Tellin' it like it is!


----------



## ewenlin (May 23, 2009)

I heard on Wretchedradio one day, not sure if it was Todd or Tony, but he said something along the lines that when we get to heaven we'll hear God say, Whats wrong with you guys! I gave you ice cream, I gave you sugar.. I gave you.. well you get the idea.

by the way, Ben n Jerries is awesome


----------



## Knoxienne (May 23, 2009)

ewenlin said:


> by the way, Ben n Jerries is awesome



Chocolate Fudge Brownie.


----------



## Rich Koster (May 23, 2009)

I wonder how we humans survived before the start of putting nutritional info on the sides of packages


----------



## AThornquist (May 23, 2009)

Rich Koster said:


> I wonder how we humans survived before the start of putting nutritional info on the sides of packages



Seriously! Counting points must have been such a pain.


----------



## CredoFidoSpero (May 23, 2009)

ewenlin said:


> I heard on Wretchedradio one day, not sure if it was Todd or Tony, but he said something along the lines that when we get to heaven we'll hear God say, Whats wrong with you guys! I gave you ice cream, I gave you sugar.. I gave you.. well you get the idea.
> 
> by the way, Ben n Jerries is awesome



Isn't there something in the Rabbinic tradition - that we will not only be judged for all the bad things we did, but also for all the good gifts of God that we did not fully enjoy? 

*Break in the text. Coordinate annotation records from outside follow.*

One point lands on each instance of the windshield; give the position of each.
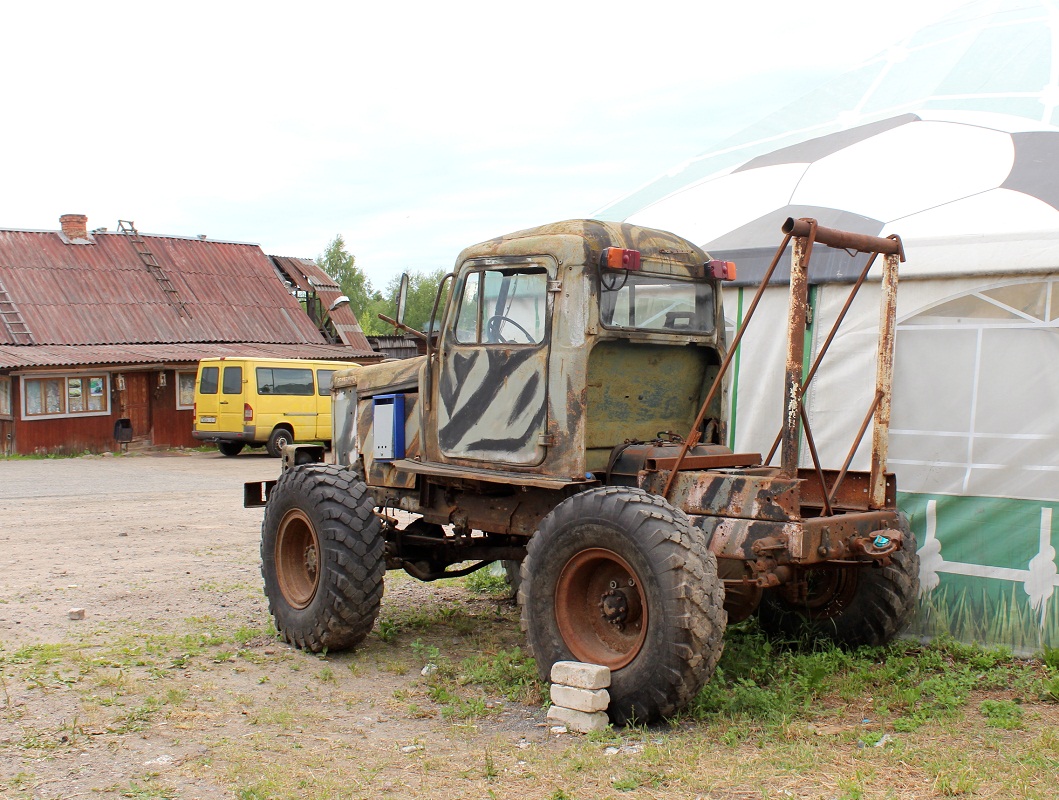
(647, 302)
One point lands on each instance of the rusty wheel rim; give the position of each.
(298, 558)
(600, 608)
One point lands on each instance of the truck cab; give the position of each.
(556, 345)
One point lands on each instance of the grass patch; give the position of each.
(773, 685)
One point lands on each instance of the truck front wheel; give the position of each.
(322, 557)
(617, 576)
(848, 605)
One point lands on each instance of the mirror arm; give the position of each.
(402, 326)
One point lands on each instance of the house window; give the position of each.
(4, 395)
(66, 395)
(185, 390)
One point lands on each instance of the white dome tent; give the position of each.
(948, 141)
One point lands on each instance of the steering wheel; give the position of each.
(494, 324)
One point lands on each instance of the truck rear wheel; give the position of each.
(848, 605)
(617, 576)
(279, 439)
(322, 557)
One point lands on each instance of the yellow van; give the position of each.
(271, 402)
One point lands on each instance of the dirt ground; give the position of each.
(175, 686)
(158, 551)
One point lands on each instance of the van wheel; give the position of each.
(620, 578)
(280, 439)
(322, 557)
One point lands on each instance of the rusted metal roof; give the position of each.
(100, 292)
(17, 357)
(308, 277)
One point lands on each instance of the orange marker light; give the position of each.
(722, 270)
(618, 258)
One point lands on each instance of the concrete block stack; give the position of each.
(579, 696)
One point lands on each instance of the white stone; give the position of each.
(580, 675)
(580, 699)
(579, 721)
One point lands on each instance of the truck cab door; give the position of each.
(490, 398)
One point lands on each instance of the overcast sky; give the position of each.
(412, 128)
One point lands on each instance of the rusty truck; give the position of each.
(570, 416)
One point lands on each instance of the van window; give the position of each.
(208, 385)
(233, 380)
(284, 380)
(323, 380)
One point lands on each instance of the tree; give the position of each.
(369, 303)
(364, 301)
(419, 301)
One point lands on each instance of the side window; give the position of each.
(503, 307)
(284, 380)
(233, 380)
(323, 381)
(208, 384)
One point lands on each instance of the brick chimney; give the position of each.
(74, 226)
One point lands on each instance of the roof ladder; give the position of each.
(12, 319)
(128, 228)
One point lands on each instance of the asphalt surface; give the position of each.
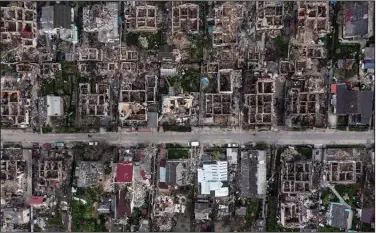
(325, 137)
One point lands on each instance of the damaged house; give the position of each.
(212, 178)
(252, 181)
(102, 19)
(356, 105)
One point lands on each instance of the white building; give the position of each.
(212, 178)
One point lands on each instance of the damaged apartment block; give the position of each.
(313, 21)
(94, 99)
(259, 100)
(269, 15)
(305, 101)
(103, 20)
(140, 16)
(19, 20)
(185, 17)
(227, 19)
(344, 165)
(296, 190)
(15, 103)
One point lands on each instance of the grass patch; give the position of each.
(56, 221)
(175, 153)
(350, 191)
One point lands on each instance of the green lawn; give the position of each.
(84, 216)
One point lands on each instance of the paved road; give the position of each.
(279, 137)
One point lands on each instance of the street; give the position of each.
(325, 137)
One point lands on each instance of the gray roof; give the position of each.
(354, 102)
(252, 181)
(339, 215)
(56, 16)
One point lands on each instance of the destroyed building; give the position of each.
(221, 105)
(344, 165)
(356, 20)
(50, 169)
(356, 105)
(93, 99)
(173, 174)
(141, 16)
(313, 21)
(203, 209)
(212, 178)
(19, 20)
(15, 103)
(102, 19)
(259, 100)
(269, 15)
(89, 173)
(227, 19)
(178, 108)
(13, 173)
(57, 19)
(340, 216)
(50, 106)
(305, 102)
(165, 205)
(252, 181)
(185, 17)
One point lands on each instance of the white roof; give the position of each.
(211, 176)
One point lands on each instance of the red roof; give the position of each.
(124, 172)
(36, 200)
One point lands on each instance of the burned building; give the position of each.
(296, 177)
(19, 20)
(15, 103)
(344, 172)
(252, 181)
(89, 173)
(269, 15)
(185, 17)
(259, 100)
(103, 20)
(93, 99)
(305, 102)
(13, 173)
(313, 21)
(227, 19)
(141, 16)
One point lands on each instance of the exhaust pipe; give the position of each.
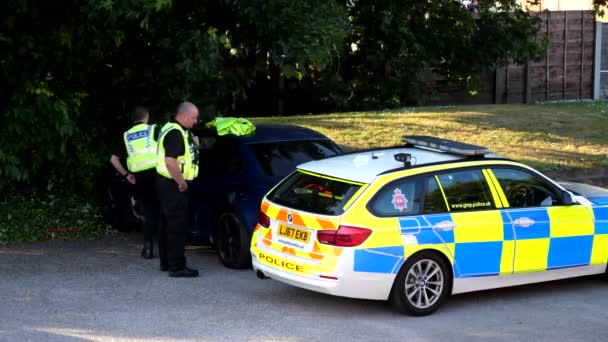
(261, 275)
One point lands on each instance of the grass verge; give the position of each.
(549, 137)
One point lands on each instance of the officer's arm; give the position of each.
(174, 171)
(115, 160)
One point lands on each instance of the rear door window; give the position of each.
(523, 189)
(466, 190)
(314, 193)
(282, 158)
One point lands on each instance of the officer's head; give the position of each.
(140, 114)
(187, 114)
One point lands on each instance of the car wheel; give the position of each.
(422, 284)
(233, 241)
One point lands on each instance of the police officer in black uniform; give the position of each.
(139, 146)
(176, 166)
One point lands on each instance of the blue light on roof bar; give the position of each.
(446, 145)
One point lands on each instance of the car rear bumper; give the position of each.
(363, 285)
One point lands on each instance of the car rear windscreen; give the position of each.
(315, 194)
(281, 158)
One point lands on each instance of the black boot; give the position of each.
(147, 252)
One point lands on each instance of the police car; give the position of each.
(416, 223)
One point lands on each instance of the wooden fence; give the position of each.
(566, 72)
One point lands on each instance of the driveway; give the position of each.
(103, 291)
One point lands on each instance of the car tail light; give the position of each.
(263, 220)
(344, 236)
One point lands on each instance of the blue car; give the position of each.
(235, 174)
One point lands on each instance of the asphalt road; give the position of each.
(103, 291)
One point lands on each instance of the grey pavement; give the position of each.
(103, 291)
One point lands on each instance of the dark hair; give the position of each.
(139, 113)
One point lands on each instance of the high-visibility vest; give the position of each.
(141, 147)
(188, 162)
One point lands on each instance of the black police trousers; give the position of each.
(174, 224)
(145, 192)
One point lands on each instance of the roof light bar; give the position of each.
(445, 145)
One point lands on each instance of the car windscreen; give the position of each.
(282, 158)
(315, 194)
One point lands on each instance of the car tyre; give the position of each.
(233, 241)
(422, 284)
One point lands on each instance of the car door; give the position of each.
(548, 233)
(453, 211)
(479, 244)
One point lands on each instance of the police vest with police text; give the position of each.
(141, 147)
(187, 162)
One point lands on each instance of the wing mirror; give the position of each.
(568, 199)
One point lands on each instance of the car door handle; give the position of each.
(524, 222)
(445, 225)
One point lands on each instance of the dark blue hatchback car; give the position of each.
(235, 174)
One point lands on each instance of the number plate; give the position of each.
(294, 233)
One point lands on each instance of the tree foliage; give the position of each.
(71, 70)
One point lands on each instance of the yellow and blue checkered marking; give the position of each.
(601, 220)
(379, 260)
(569, 251)
(476, 259)
(539, 230)
(480, 250)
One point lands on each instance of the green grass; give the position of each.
(550, 137)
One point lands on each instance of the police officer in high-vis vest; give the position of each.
(139, 146)
(176, 166)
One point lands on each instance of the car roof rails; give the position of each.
(445, 145)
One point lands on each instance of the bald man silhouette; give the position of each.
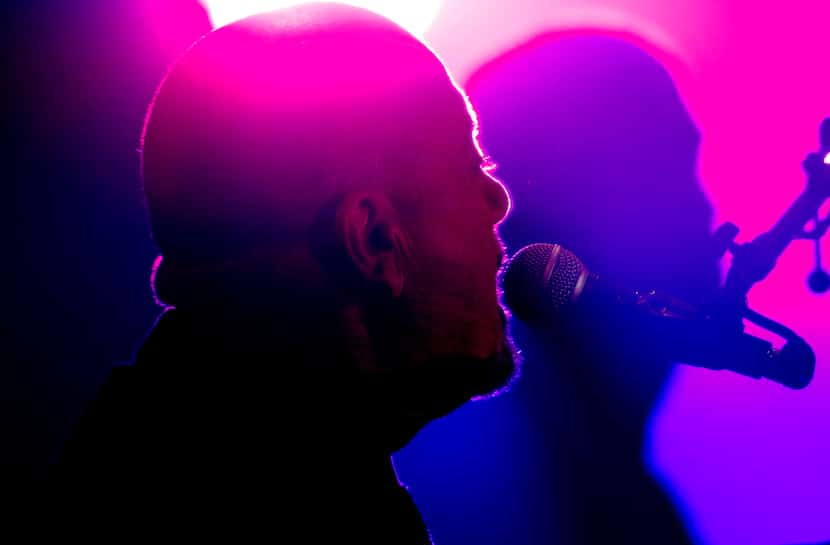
(328, 262)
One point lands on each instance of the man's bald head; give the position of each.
(262, 122)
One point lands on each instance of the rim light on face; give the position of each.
(416, 17)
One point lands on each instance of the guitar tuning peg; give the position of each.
(819, 281)
(723, 239)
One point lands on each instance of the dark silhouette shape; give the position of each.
(599, 154)
(330, 261)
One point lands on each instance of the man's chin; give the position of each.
(496, 374)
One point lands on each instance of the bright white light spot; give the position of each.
(413, 15)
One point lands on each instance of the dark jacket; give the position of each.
(205, 438)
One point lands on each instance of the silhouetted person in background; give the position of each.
(328, 257)
(599, 154)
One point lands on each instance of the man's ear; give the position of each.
(371, 236)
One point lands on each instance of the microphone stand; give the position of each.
(753, 261)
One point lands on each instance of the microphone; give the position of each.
(550, 289)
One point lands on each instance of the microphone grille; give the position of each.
(541, 279)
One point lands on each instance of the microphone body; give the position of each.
(548, 287)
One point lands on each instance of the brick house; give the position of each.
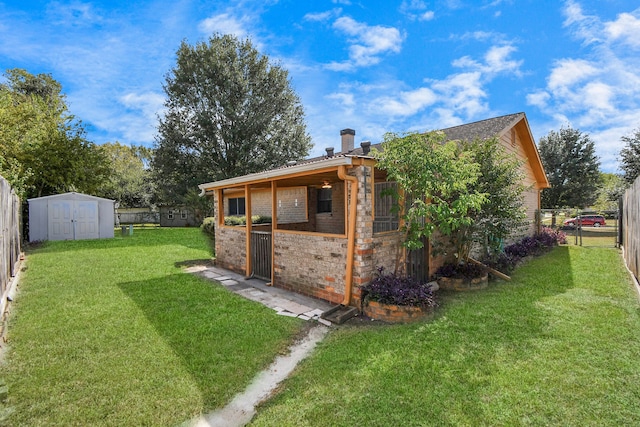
(330, 226)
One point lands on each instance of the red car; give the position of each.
(595, 220)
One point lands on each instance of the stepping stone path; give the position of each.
(285, 303)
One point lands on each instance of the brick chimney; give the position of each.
(347, 136)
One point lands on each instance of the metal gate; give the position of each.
(261, 254)
(418, 262)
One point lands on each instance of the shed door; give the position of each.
(86, 220)
(60, 220)
(71, 220)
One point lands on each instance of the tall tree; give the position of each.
(572, 168)
(436, 180)
(630, 156)
(611, 189)
(129, 178)
(44, 149)
(229, 112)
(503, 212)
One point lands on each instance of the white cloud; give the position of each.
(407, 103)
(226, 23)
(75, 13)
(568, 72)
(538, 99)
(322, 16)
(427, 16)
(598, 89)
(367, 43)
(416, 9)
(626, 29)
(443, 102)
(496, 61)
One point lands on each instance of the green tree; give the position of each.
(129, 177)
(502, 212)
(229, 112)
(630, 156)
(612, 187)
(435, 179)
(572, 168)
(44, 149)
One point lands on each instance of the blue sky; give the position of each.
(374, 66)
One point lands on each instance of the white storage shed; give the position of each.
(70, 216)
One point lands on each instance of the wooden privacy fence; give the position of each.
(630, 227)
(9, 236)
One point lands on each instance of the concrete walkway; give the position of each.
(285, 303)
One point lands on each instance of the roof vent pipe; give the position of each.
(347, 136)
(366, 147)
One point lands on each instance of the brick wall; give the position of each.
(231, 248)
(311, 264)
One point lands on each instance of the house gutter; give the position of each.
(351, 236)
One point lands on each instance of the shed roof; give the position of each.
(71, 196)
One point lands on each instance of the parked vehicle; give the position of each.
(594, 220)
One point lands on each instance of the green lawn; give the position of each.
(113, 333)
(559, 345)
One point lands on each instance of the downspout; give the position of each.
(351, 232)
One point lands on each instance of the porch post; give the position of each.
(247, 203)
(274, 225)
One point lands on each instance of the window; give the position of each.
(236, 206)
(324, 200)
(386, 219)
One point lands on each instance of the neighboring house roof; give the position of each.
(483, 129)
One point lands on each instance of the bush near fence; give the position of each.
(9, 237)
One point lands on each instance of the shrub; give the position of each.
(398, 290)
(527, 246)
(209, 226)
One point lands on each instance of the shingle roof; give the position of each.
(483, 129)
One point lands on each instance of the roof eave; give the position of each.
(280, 173)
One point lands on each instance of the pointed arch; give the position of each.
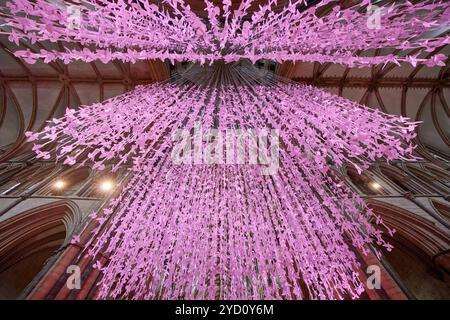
(29, 239)
(417, 242)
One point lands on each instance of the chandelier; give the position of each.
(234, 192)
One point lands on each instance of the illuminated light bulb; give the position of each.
(107, 186)
(375, 185)
(59, 184)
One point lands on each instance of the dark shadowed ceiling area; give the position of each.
(31, 94)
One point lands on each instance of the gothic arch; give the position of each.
(73, 179)
(417, 242)
(29, 239)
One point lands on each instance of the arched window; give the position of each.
(364, 183)
(68, 183)
(416, 244)
(28, 240)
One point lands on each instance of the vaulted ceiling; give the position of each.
(31, 94)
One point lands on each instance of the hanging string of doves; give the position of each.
(281, 225)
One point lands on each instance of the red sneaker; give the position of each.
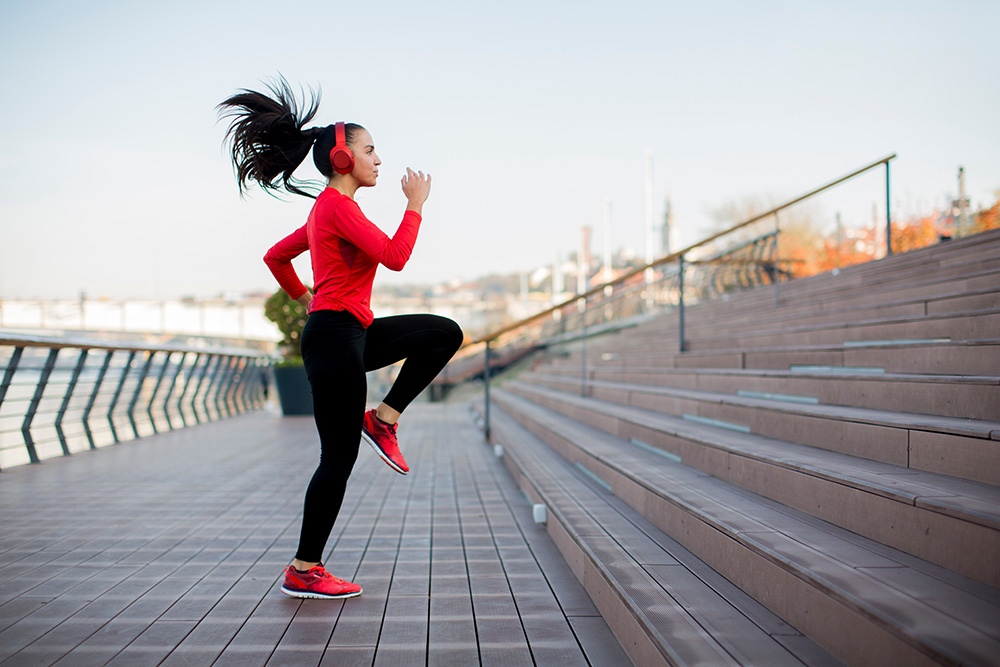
(382, 438)
(317, 583)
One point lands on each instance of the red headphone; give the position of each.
(341, 157)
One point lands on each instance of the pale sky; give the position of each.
(528, 115)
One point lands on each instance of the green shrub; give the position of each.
(290, 316)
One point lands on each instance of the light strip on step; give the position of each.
(655, 450)
(708, 421)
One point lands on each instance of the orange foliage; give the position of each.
(806, 253)
(988, 218)
(913, 234)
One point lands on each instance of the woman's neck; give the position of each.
(344, 184)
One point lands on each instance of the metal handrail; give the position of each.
(676, 255)
(679, 257)
(49, 413)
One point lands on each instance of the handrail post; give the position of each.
(680, 300)
(138, 392)
(486, 381)
(93, 397)
(43, 381)
(117, 395)
(777, 258)
(888, 218)
(583, 350)
(81, 361)
(156, 389)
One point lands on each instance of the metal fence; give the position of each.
(62, 395)
(746, 255)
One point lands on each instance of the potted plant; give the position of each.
(289, 373)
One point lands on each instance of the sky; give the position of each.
(529, 116)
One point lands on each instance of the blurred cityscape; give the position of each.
(486, 303)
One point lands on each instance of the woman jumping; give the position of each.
(341, 339)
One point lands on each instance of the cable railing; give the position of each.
(63, 395)
(746, 255)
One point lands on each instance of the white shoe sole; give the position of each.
(317, 596)
(381, 455)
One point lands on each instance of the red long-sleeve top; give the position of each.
(346, 249)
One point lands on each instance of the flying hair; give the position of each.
(266, 139)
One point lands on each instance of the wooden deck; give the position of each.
(169, 550)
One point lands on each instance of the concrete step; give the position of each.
(664, 605)
(815, 313)
(921, 513)
(864, 602)
(964, 448)
(963, 396)
(974, 325)
(927, 357)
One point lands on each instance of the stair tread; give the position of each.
(972, 501)
(856, 574)
(691, 615)
(980, 428)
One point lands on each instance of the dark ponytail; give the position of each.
(267, 139)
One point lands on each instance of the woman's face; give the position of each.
(366, 161)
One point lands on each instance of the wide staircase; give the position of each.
(813, 479)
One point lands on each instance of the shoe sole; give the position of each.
(310, 595)
(378, 450)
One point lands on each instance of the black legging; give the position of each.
(337, 352)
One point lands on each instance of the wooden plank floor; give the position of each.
(169, 550)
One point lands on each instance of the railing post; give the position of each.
(197, 386)
(118, 393)
(583, 351)
(486, 380)
(156, 390)
(43, 380)
(93, 397)
(777, 258)
(9, 373)
(888, 217)
(77, 370)
(170, 391)
(680, 300)
(212, 386)
(138, 391)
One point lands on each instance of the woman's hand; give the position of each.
(305, 300)
(417, 188)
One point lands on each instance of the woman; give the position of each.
(341, 340)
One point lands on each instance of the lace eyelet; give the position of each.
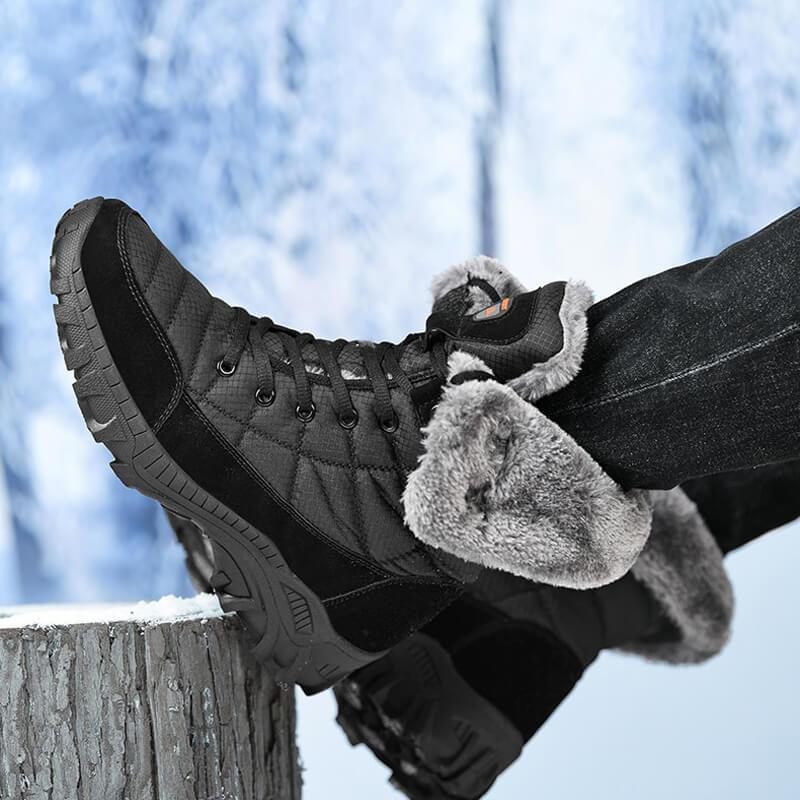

Or something like that. I like that idea . Not the judgment part, of course, just that we should enjoy all good, permissible things to the fullest.


----------



## Marrow Man (May 23, 2009)

Cake Batter Batter from Cold Stone is the best!


----------



## Idelette (May 23, 2009)

Marrow Man said:


> Cake Batter Batter from Cold Stone is the best!




 I love Cake Batter from Cold Stone, that is the best! YUMM!


----------



## Marrow Man (May 23, 2009)

Yvonne, you can buy the (premade) quarts of ice cream from Cold Stone -- Cake Batter Batter, has the cake batter ice cream along with cookie dough mix-in. There's something else, but I forget...


----------



## AThornquist (May 23, 2009)

Cake Batter Batter from Cold Stone is so delicious. I always make the mistake of getting too large a container, though. I would question its health contents but I don't think this is the proper thread.


----------



## Reformed Thomist (May 23, 2009)

Love it. I am opposed to 'lite' anything. I probably eat less sweets than most, but at least I thoroughly enjoy what I'm eating when I do indulge.


----------



## Joseph Scibbe (Jun 17, 2009)

I can feel my waist band getting tighter just reading this.......


----------



## he beholds (Jun 17, 2009)

Marrow Man said:


> Cake Batter Batter from Cold Stone is the best!


Ooooh. That has my name all over it. I have never had Cold Stone, but it smells delicious when you walk past one! Now I must!!


----------